Why Christians Do Conflict Differently

By Jill Daniels
My mind went straight to conflict. 
When considering what things I do differently (or should do differently) because I am a Christian, conflict was where my thoughts ended up.

For the past three years I have been faced with how I deal with conflict. Marriage has a way of bringing that out in a person. I’ve been humbled by the reality of how far I am from living the Christian life in times of conflict and have been convicted to change. So as you read this know that I am far from perfect in this area, but I do know from experience that if we follow what the Bible teaches about love and forgiveness our lives will be so much better! 

In the Bible two main themes are love and forgiveness. It’s funny how both of those go right out the door in times of conflict or in heated arguments! What I want to focus on, though, is why these two themes matter so much in these circumstances. Let’s take a deeper look into love and forgiveness.

“We love because he first loved us” (1 John 4:19). This verse is a popular verse to hear at weddings. It gives the message that we want to love because God first loved us - but why would we love because He first loved us? Looking a little earlier in the chapter might explain the why of this verse a little better.

“Beloved, let us love one another, for love is from God, and whoever loves has been born of God and knows God. Anyone who does not love does not know God, because God is love. In this the love of God was made manifest among us, that God sent his only Son into the world, so that we might live through him. 

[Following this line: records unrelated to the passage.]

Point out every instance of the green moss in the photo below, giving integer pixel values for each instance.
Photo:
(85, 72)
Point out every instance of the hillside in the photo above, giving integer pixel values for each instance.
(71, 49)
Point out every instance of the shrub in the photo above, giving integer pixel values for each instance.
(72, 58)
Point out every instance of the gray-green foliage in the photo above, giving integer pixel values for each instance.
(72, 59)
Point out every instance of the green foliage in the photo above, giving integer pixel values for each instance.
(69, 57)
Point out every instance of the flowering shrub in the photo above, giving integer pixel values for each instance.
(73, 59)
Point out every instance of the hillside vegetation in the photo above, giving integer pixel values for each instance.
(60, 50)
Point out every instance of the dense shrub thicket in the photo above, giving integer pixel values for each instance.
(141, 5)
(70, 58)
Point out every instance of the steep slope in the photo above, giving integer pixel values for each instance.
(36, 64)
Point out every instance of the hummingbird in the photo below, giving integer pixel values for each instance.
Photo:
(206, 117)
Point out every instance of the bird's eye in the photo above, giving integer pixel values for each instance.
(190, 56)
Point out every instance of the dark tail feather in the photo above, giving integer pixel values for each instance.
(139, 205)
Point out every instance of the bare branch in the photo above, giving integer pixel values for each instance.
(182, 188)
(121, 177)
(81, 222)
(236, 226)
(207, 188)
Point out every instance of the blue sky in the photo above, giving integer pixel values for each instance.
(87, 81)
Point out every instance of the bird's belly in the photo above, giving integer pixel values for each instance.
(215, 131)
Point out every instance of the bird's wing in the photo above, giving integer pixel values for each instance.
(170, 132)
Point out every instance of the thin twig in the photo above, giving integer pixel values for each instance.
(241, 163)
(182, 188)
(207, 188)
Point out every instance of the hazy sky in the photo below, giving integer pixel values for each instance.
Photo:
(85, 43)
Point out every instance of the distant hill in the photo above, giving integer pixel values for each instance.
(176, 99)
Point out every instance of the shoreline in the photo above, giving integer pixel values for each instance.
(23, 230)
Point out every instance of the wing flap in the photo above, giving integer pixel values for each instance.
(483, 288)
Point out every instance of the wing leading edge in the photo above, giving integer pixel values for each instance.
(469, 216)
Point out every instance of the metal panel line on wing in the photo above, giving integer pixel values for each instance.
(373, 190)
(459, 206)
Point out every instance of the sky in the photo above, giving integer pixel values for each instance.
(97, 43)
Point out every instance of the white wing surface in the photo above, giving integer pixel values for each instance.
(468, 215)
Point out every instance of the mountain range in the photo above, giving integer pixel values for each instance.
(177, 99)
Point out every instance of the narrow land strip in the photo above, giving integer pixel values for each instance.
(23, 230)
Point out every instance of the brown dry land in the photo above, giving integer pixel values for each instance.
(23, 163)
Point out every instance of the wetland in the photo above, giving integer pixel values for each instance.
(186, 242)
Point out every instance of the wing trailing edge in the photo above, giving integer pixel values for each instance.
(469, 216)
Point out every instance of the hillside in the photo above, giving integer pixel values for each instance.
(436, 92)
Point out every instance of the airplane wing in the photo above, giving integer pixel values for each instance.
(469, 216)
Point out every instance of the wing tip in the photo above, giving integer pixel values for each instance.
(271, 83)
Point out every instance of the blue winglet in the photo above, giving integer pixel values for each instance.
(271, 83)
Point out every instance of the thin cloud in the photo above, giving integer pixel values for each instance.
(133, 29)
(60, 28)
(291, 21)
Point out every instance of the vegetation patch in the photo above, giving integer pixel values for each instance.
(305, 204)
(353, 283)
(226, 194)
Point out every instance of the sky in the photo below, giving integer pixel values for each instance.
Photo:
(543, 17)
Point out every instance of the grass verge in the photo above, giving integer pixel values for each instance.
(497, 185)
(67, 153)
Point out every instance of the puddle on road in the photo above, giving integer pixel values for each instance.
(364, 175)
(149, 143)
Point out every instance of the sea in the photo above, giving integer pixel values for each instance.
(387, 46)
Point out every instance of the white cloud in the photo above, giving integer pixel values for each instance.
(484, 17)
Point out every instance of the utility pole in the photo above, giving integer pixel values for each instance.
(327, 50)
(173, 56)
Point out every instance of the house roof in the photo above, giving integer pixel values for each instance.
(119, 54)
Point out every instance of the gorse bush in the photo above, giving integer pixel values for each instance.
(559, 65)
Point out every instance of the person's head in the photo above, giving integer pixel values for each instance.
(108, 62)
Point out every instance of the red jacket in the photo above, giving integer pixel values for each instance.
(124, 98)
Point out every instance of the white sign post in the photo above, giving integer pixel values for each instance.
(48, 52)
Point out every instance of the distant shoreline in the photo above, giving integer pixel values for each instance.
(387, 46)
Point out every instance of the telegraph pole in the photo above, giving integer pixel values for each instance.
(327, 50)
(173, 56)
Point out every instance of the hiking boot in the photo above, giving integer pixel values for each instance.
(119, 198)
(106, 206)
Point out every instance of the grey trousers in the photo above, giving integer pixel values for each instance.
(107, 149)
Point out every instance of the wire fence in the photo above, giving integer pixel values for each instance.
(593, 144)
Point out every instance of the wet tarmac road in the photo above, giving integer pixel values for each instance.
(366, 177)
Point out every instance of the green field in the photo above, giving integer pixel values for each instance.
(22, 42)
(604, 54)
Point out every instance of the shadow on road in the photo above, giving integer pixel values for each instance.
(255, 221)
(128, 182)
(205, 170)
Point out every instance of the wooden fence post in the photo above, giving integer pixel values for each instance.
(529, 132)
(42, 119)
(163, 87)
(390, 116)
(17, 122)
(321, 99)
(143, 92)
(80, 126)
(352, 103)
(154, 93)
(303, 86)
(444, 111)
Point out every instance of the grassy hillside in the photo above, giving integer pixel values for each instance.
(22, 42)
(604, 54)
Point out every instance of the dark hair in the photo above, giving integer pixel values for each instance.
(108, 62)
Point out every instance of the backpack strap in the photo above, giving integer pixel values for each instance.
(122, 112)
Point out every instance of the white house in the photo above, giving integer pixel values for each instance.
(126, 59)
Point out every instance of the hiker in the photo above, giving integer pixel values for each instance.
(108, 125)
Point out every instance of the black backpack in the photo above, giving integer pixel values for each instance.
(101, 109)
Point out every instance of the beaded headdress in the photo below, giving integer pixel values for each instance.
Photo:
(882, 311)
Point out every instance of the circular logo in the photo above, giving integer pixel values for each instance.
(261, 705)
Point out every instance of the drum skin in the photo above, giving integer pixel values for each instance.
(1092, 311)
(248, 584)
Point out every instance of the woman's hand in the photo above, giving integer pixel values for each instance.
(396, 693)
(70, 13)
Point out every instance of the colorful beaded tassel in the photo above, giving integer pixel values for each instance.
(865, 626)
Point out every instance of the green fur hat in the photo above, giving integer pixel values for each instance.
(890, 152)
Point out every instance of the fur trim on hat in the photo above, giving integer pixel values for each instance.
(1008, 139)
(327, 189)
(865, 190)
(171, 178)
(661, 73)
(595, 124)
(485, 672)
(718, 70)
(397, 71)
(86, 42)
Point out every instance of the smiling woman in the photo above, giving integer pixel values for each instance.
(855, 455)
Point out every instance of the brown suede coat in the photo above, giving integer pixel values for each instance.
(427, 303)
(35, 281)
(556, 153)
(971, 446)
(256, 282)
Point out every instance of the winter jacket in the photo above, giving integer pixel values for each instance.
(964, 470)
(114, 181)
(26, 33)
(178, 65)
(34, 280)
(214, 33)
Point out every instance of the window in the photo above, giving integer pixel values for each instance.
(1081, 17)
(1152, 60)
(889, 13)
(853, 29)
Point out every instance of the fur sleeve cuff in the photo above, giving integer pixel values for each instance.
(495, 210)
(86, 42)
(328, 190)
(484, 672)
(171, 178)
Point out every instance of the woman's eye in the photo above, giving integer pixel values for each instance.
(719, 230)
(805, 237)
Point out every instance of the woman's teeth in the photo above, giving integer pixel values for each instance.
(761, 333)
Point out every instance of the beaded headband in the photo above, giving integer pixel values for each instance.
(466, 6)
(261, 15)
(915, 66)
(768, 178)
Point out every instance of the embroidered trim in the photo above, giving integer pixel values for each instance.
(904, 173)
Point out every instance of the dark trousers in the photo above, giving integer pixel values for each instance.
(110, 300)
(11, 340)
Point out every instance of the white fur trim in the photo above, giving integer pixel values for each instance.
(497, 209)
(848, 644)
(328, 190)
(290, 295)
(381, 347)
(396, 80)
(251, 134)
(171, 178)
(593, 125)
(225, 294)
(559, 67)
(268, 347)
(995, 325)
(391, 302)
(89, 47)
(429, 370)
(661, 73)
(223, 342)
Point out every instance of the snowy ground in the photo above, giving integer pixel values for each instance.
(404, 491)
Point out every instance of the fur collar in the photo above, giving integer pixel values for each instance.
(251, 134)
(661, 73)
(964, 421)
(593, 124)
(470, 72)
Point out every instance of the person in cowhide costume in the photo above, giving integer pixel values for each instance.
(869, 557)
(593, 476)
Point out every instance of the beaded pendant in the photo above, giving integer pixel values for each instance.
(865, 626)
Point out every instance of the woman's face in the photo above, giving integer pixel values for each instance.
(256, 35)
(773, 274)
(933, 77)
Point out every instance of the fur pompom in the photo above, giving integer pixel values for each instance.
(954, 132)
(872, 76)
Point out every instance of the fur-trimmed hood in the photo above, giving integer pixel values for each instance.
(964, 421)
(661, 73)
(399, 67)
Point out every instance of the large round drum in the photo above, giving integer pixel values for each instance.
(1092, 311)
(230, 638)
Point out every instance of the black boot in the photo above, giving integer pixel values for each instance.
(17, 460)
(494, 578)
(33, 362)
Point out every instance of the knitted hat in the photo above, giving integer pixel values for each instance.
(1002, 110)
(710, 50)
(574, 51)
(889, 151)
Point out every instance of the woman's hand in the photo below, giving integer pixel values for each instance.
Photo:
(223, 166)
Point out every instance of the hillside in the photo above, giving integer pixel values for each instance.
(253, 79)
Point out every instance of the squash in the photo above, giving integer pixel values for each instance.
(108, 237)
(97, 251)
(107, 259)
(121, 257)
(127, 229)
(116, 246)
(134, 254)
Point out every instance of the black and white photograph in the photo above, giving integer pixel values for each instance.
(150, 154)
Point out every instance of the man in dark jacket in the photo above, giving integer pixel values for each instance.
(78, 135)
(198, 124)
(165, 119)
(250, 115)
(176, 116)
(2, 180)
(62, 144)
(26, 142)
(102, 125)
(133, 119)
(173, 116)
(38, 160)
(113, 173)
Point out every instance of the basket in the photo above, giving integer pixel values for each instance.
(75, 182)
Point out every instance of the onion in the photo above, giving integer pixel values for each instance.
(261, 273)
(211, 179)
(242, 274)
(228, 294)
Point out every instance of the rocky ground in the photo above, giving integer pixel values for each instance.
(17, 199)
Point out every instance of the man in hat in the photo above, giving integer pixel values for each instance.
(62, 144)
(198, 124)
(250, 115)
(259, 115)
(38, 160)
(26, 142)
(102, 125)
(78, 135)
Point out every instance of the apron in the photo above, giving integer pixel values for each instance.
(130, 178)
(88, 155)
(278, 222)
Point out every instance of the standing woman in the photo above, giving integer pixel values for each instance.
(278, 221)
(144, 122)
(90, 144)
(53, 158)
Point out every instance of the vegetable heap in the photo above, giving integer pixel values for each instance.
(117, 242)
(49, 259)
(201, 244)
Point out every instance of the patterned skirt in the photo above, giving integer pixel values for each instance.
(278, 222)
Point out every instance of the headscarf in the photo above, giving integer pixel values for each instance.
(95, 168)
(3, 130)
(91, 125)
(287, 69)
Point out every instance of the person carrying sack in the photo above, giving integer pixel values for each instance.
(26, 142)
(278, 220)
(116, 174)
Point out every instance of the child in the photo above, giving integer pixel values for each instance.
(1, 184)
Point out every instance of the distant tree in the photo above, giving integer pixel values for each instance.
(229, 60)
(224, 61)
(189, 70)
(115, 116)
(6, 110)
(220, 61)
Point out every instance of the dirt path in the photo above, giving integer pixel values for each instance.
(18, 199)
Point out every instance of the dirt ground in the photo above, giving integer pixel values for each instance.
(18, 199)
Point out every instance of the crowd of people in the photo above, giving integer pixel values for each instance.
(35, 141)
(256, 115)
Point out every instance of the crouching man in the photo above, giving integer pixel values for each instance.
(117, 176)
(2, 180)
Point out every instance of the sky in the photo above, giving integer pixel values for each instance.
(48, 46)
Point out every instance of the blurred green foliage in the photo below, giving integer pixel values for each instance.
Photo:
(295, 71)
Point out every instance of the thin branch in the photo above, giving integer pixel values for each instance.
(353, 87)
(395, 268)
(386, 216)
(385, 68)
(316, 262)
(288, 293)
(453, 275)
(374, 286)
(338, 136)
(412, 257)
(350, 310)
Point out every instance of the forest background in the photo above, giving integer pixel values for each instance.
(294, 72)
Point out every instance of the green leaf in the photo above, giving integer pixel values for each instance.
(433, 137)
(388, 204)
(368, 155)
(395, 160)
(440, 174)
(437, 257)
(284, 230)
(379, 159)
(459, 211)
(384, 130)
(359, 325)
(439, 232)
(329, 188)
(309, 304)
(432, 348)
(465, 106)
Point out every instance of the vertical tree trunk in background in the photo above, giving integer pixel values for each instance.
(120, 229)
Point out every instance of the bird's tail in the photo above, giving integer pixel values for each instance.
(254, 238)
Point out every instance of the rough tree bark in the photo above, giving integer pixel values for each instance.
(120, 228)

In this is love, not that we have loved God but that he loved us and sent his Son to be the propitiation for our sins. Beloved, if God so loved us, we also ought to love one another. No one has ever seen God; if we love one another, God abides in us and his love is perfected in us” (1 John 4:7-12).

God first loved us by sending his one and only Son to die on the cross for our sins so that we could have an eternal relationship with him. What an amazing love! In this context we can then draw the connection that because God loved us this much, how could we then not love others as well?

My automatic answer to that question is, “Because others have hurt me and haven’t shown me love!” I know my heart can be ugly! It’s true though; I tend to feel as if others who have hurt me don’t deserve my love back. What does the Bible have to say about this?

“Then Peter came up and said to him, ‘Lord, how often will my brother sin against me, and I forgive him? As many as seven times?’ Jesus said to him, ‘I do not say to you seven times, but seventy-seven times’” (Matthew 18:21-22).

Jesus tells Peter in this verse that we should continue to forgive, even when it feels like we have forgiven someone multiple times. Jesus isn’t saying we should just forgive exactly seventy-seven times and then never again, but to continue forgiving. Again, my childish mind asks the question, “Why?”

“Put on then, as God’s chosen ones, holy and beloved, compassionate hearts, kindness, humility, meekness and patience, bearing with one another and, if one has a complaint against another, forgiving each other; as the Lord has forgiven you, so you also must forgive” (Colossians 3:12-17).

In this verse we are given the why. Since God gave his only Son in such a loving way on the cross to take the penalty of our sin, wiping our slate clean, why shouldn’t we then also forgive others? God gave us grace by putting each of our past, present and future sins on the cross that day and forgiving us forever. Dwelling on that gift of grace gives me grace to give to others. 

Why should I hold something against someone when I have been forgiven of so much?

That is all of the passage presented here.